Reframing the Conversation on Benefits Fraud
Massage therapy in BC has been subject to increased scrutiny around benefits fraud in recent years. Public and insurer narratives often focus on individual bad actors submitting false claims.
While deliberate fraud does occur and should be addressed, this lens may be incomplete.
There is a meaningful difference between:
Intentional fraud (e.g., billing for services not provided), and
Structurally enabled overutilization, where care is delivered but not always aligned with clinical necessity
Failing to distinguish between these risks misidentifying the problem, and implementing solutions that do not address root causes.
System-Level Consequences
When high utilization becomes widespread, insurers respond predictably:
Increased audits and surveillance
Administrative burden on practitioners
Reduction or capping of benefits
The recent changes affecting nurses’ coverage may be one example of this feedback loop in action.
If so, the impact extends beyond cost control, it affects access to care for patients who genuinely depend on it to maintain function and employment.
A Missing Piece in the Policy Discussion
Efforts to address benefits misuse typically focus on regulation, enforcement, or patient education.
However, without examining workforce structure, particularly the widespread misclassification of practitioners, these approaches risk treating symptoms rather than causes.

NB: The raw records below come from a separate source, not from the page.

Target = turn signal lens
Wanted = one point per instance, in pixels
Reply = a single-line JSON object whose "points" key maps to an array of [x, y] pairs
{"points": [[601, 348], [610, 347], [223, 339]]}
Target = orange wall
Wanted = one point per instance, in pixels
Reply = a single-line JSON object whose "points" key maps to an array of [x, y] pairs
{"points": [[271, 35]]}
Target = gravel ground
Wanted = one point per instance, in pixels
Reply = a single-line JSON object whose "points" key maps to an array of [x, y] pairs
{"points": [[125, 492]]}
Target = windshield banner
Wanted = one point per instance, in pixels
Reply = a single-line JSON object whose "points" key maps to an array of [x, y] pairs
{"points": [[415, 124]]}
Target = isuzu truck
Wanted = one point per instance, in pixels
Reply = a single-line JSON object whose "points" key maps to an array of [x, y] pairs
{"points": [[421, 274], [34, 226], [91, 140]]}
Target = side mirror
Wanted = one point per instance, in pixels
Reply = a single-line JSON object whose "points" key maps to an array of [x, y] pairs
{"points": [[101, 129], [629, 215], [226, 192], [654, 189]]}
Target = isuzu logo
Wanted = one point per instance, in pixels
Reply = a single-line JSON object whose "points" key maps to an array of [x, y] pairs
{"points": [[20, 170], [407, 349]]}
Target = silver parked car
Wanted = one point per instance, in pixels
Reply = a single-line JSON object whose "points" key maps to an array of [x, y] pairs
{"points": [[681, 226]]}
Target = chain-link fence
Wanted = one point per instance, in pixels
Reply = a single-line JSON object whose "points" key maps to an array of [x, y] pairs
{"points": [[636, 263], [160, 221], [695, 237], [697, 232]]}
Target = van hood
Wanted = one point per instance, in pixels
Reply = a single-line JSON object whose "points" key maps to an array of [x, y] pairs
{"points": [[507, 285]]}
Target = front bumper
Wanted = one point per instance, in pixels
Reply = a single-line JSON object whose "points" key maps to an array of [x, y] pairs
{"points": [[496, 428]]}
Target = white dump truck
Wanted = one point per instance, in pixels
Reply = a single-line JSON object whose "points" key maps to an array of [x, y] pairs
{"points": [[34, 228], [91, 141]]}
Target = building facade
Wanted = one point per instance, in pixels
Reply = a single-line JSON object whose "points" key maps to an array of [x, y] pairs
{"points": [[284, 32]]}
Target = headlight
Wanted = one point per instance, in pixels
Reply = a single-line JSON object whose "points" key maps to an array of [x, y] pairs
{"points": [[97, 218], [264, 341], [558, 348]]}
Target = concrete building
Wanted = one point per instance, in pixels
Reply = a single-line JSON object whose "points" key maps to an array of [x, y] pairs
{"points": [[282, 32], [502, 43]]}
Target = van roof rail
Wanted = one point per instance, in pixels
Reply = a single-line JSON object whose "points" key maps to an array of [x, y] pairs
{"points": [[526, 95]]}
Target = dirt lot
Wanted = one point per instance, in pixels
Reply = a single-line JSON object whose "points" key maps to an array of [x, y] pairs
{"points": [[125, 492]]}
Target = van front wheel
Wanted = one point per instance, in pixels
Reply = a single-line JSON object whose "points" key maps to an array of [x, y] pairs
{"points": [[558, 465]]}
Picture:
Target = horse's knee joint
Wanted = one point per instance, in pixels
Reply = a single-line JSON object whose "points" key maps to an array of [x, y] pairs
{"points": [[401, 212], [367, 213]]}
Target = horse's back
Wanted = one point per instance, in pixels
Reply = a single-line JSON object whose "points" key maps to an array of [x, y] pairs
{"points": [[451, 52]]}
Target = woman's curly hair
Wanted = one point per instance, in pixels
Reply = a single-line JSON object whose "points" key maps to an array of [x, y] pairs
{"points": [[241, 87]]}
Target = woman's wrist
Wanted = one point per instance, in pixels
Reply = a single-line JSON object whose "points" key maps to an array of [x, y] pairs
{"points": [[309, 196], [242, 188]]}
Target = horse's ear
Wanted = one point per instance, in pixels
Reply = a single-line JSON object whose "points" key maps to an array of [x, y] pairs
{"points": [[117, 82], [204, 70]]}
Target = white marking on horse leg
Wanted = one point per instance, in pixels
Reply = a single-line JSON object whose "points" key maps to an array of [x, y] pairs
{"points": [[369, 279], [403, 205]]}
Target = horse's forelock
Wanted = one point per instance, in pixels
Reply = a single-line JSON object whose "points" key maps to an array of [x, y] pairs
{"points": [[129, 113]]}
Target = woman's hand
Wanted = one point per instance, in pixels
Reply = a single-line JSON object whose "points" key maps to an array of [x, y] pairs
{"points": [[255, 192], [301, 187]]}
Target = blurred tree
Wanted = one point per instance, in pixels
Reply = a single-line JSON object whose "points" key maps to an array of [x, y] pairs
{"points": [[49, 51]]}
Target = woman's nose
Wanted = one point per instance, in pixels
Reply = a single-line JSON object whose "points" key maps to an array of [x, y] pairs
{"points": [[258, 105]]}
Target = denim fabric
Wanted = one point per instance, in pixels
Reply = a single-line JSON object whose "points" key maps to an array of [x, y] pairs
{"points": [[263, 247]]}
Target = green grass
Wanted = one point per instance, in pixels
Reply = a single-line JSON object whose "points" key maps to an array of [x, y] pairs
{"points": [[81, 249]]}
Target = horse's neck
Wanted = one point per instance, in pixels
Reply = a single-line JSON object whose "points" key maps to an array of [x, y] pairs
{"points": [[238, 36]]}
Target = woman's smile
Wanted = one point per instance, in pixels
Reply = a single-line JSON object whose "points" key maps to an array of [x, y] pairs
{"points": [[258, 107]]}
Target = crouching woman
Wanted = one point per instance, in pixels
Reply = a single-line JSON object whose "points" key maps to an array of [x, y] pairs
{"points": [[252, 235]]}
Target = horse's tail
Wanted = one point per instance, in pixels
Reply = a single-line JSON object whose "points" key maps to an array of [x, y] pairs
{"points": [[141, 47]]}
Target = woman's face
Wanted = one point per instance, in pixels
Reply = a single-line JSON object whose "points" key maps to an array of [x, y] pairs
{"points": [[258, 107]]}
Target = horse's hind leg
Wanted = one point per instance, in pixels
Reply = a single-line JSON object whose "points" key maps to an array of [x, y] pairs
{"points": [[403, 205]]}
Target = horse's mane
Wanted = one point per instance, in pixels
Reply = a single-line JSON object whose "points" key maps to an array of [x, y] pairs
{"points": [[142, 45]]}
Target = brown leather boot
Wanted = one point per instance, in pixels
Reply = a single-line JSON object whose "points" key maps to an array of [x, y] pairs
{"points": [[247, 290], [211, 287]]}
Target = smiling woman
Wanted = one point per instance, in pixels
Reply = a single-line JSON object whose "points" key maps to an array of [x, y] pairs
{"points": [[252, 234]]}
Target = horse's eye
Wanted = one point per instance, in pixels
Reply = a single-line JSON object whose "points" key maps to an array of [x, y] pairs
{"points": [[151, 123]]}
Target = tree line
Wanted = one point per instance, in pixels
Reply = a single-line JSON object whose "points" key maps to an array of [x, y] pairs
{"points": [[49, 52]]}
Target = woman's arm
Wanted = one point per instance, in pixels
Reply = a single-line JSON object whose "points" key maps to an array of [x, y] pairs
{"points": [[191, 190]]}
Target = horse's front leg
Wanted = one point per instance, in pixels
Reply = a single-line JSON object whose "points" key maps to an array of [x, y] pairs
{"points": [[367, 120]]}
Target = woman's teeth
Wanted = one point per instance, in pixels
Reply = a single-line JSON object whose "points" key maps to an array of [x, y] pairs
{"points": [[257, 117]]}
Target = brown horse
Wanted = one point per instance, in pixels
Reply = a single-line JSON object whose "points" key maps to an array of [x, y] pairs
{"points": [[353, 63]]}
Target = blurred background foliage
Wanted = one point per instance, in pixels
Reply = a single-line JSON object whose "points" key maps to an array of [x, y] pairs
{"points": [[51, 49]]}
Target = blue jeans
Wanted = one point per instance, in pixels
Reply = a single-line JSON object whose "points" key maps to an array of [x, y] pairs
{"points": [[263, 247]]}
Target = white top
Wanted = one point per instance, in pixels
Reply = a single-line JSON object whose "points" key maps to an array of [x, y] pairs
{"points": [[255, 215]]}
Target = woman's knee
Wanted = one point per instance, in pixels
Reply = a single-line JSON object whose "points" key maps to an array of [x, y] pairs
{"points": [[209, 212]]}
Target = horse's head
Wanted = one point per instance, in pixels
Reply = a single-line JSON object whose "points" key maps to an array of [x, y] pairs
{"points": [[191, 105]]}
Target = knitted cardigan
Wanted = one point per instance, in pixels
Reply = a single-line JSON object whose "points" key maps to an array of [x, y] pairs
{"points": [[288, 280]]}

A more complete conversation would include:
Alignment between legal classification and actual working conditions
Protection of practitioner clinical autonomy
Mechanisms for safe reporting of ethical concerns
Clearer standards around treatment planning and reassessment
Clear, evidence-informed guidance on appropriate treatment frequency
Safeguards around practitioner workload to support both patient care and clinician safety
Closing Perspective
This is not an argument against access to care, nor against private clinic models.
It is an argument for recognizing that how care is structured influences how it is delivered.
If we want to understand rising costs, insurer responses, and increasing scrutiny of the profession, we need to look beyond individual behaviour and examine the system itself.